Respecto a los edificios, se están documentado las dos alturas que tenían las viviendas, con los muros hechos de ladrillo de adobe sobre zócalos de piedra y enlucidos. Y, por primera vez, como destaca Muñiz, se han documentado escaleras. Aunque en un primer momento se teorizó con que podrían haber servido para salvar la pendiente natural del cerro y comunicar las calles principales entre sí de manera perpendicular, los investigadores han concluido que se trata del acceso a un hórreo, un hallazgo que ha supuesto una grata sorpresa.

El Cerro de la Cruz, un drama en tres actos
El poblado íbero del Cerro de la Cruz, declarado Bien de Interés Cultural (BIC), es uno de los escasos de Baja Época Ibérica (siglos II-III antes de Cristo) excavados en Andalucía. Muestra el urbanismo de la época y en él se distinguen las estancias según el uso que tuvieran: almacenes o talleres de artesanos presentando lugares de hábitat y de trabajo (molinos de harina, aljibes, almacenes de ánforas o telares). Las construcciones poseen un zócalo de piedra y un alzado de ladrillos de adobes o tapial, conservándose en algunos casos la impronta de la ventana, la puerta o los agujeros de los postes que sustentaban el segundo piso de estos edificios.

En el año 1867, Luis Maraver y Alfaro llevó a cabo excavaciones arqueológicas en la necrópolis de los Collados, situada en las inmediaciones del Cerro de la Cruz, donde afloraron más de 250 tumbas de época ibérica. En ese momento recuperaron ricos ajuares formados, principalmente, por armas como falcatas, lanzas, puñales o puntas de flecha. La denominación de algunas de las armas más características del mundo ibérico con el nombre de “tipo Almedinilla”, como es el caso de las falcatas, supone una acreditación real de la importancia que ya desde esos momentos se concedió a los vestigios encontrados en el poblado.

Desde entones, el entorno ha sido objeto de diversas excavaciones, de manera que los expertos se refieren a la historia arqueológica del yacimiento como un drama en tres partes.
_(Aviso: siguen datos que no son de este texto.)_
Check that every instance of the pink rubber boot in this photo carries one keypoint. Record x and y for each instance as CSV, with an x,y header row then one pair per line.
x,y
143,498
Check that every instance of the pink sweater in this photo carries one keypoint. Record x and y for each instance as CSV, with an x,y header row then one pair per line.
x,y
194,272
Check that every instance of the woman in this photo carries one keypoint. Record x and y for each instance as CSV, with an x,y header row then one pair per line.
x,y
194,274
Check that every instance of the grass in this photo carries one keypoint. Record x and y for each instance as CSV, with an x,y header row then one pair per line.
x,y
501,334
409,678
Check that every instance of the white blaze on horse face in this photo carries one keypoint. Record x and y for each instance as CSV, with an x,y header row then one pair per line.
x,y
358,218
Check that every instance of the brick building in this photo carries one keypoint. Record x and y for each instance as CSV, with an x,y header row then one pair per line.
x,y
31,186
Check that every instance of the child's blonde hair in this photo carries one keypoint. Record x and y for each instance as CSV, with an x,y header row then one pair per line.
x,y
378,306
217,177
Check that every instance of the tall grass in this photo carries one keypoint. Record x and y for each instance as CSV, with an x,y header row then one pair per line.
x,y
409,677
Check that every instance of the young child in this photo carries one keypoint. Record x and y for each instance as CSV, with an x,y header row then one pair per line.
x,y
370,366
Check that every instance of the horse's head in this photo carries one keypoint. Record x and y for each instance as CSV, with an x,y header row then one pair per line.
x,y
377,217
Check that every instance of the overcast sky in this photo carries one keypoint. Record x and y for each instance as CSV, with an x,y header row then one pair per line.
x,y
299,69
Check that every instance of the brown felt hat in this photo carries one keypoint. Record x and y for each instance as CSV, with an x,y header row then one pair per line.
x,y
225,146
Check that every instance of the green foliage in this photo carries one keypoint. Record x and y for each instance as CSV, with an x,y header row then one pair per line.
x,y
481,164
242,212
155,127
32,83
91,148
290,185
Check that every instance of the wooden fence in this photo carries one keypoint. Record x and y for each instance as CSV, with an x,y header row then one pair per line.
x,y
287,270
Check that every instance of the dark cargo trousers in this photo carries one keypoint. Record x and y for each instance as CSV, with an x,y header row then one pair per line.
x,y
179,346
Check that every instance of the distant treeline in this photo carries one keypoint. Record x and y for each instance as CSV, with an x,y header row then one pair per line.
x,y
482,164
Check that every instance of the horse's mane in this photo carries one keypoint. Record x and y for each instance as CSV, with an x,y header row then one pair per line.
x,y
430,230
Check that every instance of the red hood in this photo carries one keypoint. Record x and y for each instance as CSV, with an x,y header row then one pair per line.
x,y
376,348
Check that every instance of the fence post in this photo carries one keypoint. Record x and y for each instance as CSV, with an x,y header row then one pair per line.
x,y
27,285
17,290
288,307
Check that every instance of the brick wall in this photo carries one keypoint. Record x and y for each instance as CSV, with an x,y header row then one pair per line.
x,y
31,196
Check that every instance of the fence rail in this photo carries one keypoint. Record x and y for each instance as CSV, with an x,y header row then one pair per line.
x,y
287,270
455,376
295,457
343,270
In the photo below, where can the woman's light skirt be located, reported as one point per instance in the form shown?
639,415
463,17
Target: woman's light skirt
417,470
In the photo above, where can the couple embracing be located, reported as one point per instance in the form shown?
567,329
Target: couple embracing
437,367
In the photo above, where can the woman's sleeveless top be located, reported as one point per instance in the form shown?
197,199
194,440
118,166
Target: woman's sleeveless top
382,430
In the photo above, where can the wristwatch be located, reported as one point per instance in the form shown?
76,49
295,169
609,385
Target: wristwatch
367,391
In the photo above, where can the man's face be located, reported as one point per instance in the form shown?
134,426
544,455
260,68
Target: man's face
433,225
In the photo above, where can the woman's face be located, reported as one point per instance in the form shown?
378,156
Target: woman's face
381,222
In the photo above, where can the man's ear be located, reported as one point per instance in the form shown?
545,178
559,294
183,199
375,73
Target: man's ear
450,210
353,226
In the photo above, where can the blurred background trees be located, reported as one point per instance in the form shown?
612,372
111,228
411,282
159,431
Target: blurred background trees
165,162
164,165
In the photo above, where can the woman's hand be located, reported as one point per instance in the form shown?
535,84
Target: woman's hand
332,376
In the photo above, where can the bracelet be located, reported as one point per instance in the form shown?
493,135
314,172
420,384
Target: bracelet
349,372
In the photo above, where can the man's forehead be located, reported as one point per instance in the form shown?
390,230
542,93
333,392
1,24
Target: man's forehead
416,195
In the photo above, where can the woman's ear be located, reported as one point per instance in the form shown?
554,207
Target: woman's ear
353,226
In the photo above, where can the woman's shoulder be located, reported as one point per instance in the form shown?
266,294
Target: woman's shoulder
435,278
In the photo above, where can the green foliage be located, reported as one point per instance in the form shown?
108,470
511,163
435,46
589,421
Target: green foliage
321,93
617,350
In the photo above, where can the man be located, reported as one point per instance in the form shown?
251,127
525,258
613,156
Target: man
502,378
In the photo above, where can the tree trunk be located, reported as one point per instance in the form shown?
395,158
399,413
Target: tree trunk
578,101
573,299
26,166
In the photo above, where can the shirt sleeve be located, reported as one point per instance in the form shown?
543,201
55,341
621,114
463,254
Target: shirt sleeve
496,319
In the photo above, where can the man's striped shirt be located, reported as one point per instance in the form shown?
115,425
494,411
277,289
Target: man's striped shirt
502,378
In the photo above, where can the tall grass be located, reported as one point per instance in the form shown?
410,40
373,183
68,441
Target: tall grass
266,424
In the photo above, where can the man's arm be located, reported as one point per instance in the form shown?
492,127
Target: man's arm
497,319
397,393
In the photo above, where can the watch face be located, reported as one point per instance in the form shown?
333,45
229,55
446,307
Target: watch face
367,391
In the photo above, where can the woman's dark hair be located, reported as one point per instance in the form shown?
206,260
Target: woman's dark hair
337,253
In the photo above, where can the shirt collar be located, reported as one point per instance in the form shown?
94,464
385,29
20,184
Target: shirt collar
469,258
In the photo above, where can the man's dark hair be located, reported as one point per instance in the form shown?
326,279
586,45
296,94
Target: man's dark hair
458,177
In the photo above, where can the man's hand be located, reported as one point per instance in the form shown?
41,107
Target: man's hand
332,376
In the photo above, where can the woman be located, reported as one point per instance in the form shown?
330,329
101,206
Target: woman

Y esto porque sucesivamente se reconoce en este espacio un sistema de trincheras y fortificaciones de la Guerra Civil española, un pequeño poblado medieval de época emiral islámica destruido en un incendio y un importante conjunto de poblado y necrópolis ibérica de los siglos IV a II antes de Cristo. Las tres fases de ocupación están separadas entre sí por un milenio, y las tres se caracterizan por contextos de violencia y guerra.